Blogger Reepicheep said...

Dude, you have a rocking series of posts started here. I'm anxious to read more of your thoughts. Keep it up.

May 28, 2011 5:30 PM  
Blogger Jim said...

Good questions.

The thing is, RCs say that it's "Scripture, Tradition, and Magisterium."

The thing is, you point to an inconvenient Scripture, and it's "Well, that's not the way Tradition and Magisterium understand it."

You read the Fathers, and point to a passage (read fairly) that is in tension with the Magisterium, and, well, "That's not part of the Tradition because the Magisterium does not accept that fatherly teaching."
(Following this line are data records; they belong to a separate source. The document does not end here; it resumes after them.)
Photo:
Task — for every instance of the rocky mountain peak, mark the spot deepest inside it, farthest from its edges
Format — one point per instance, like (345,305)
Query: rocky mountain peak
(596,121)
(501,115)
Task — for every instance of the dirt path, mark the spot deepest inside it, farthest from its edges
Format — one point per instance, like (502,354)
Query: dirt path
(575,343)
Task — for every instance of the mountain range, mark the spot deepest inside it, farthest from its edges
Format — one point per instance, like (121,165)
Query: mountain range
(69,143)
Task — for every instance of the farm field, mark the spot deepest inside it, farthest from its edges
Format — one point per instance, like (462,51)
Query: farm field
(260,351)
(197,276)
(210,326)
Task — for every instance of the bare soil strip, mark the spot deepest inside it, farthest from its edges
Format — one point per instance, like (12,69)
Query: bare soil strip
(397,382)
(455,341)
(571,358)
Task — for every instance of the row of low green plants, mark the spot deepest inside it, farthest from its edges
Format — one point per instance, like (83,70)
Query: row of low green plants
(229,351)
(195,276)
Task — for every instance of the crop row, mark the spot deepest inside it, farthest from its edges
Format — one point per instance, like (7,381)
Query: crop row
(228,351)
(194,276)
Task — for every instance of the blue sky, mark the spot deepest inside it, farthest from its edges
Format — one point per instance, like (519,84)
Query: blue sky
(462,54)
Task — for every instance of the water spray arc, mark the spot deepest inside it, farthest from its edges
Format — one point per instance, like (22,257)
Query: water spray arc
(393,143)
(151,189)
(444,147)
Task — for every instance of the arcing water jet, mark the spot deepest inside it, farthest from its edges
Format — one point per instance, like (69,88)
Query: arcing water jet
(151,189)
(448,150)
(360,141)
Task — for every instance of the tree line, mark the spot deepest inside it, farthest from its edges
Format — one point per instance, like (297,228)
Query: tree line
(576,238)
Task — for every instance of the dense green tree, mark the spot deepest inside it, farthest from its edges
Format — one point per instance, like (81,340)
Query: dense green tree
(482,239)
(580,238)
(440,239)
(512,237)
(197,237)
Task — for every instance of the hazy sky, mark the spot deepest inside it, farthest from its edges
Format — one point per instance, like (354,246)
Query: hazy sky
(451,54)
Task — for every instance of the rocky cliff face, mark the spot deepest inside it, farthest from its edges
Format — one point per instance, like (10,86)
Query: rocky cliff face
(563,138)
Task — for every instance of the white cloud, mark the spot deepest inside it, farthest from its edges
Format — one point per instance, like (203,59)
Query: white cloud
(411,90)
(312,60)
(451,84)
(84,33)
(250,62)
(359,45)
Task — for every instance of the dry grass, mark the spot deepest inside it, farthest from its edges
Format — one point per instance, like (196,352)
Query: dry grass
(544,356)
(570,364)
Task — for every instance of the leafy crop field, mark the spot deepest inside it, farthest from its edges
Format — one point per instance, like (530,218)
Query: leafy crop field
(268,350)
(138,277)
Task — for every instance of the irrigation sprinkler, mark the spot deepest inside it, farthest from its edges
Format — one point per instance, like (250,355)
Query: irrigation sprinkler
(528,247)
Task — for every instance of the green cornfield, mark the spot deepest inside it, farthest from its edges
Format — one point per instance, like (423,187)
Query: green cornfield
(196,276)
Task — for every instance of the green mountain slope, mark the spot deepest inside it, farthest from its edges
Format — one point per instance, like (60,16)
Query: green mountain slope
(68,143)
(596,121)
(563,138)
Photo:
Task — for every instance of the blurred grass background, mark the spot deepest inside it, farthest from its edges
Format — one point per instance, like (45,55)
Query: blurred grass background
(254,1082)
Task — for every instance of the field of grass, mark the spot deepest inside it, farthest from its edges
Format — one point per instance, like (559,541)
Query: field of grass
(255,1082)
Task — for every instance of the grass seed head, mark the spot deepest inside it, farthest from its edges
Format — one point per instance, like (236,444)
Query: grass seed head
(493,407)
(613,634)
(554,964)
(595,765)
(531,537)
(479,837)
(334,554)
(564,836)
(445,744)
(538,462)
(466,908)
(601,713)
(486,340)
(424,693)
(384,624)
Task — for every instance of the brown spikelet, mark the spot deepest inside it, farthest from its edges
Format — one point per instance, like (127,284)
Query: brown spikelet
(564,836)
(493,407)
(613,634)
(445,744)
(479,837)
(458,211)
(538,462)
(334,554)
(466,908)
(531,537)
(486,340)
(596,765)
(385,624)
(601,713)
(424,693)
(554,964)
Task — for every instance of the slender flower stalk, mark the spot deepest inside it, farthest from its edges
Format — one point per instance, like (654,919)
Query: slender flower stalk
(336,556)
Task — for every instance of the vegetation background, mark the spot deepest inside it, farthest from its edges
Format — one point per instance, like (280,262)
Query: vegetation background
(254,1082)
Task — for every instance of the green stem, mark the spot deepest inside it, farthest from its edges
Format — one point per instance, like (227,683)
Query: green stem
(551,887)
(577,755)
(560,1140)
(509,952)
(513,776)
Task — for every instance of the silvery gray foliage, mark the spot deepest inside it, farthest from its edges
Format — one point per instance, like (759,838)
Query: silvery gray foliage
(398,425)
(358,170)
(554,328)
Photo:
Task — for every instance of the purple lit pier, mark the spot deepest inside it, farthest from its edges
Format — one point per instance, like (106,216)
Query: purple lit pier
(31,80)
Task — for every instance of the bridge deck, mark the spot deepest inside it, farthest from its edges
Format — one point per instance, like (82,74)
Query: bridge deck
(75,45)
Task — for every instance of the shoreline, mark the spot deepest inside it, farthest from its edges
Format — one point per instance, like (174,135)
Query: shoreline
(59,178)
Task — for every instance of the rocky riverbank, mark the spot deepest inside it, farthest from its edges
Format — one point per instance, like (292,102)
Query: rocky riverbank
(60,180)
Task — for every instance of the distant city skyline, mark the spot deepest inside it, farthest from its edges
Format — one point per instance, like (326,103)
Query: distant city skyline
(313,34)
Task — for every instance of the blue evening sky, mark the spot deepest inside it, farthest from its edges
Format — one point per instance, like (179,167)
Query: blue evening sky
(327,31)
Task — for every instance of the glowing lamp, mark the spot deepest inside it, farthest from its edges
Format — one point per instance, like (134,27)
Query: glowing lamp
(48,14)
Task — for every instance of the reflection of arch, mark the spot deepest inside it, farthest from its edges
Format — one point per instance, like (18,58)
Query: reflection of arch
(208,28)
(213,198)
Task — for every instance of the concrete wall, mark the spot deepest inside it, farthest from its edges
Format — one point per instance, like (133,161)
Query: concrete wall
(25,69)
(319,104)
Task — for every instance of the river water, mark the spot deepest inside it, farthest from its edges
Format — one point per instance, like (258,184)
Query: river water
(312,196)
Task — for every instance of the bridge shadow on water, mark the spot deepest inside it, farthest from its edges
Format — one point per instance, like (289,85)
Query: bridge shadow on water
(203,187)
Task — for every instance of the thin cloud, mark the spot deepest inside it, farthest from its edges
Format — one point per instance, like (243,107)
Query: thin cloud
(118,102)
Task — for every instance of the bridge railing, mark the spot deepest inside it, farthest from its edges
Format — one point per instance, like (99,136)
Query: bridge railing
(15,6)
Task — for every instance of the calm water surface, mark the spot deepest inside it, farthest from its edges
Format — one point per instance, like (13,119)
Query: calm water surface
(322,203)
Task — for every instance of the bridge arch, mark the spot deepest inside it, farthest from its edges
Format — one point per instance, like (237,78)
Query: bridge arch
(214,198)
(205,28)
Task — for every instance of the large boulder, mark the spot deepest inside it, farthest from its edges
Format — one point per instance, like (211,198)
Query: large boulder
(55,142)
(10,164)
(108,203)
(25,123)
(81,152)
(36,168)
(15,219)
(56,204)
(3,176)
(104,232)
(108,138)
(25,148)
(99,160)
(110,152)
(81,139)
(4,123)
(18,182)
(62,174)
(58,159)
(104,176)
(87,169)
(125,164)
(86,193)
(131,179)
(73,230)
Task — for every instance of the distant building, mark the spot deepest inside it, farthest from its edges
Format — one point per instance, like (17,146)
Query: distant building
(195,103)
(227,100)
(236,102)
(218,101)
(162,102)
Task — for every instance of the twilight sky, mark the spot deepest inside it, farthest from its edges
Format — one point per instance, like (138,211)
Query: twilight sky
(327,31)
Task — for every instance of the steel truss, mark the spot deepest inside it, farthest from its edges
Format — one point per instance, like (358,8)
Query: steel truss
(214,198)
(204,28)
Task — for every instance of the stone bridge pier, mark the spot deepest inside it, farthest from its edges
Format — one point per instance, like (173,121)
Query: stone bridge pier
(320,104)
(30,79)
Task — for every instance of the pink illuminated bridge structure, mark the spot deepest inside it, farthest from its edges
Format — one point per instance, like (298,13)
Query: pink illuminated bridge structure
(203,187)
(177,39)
It's not "Scripture, Tradition, Magisterium." It's "Magisterium, Magisterium, Magisterium." And that means what the hierarchy *today* says the church teaches.

May 29, 2011 5:50 PM  
Blogger Keith said...

In my experience with RCs, they conflate the magisterium with the unbroken tradition of the early church. From what you say, Jim, the more honest ones do not depend on that conflation. But in the popular arguments, there is a confusion of early tradition and today's magisterium. That false conflation is what I'm trying to expose.

May 29, 2011 11:23 PM  
Blogger Fearsome Pirate said...

The usual Orthodox response I've run into is that this was a 'unique form of piety' that was totally acceptable back then. Of course, they wouldn't think highly of you trying to do the same thing today, so it proves your point.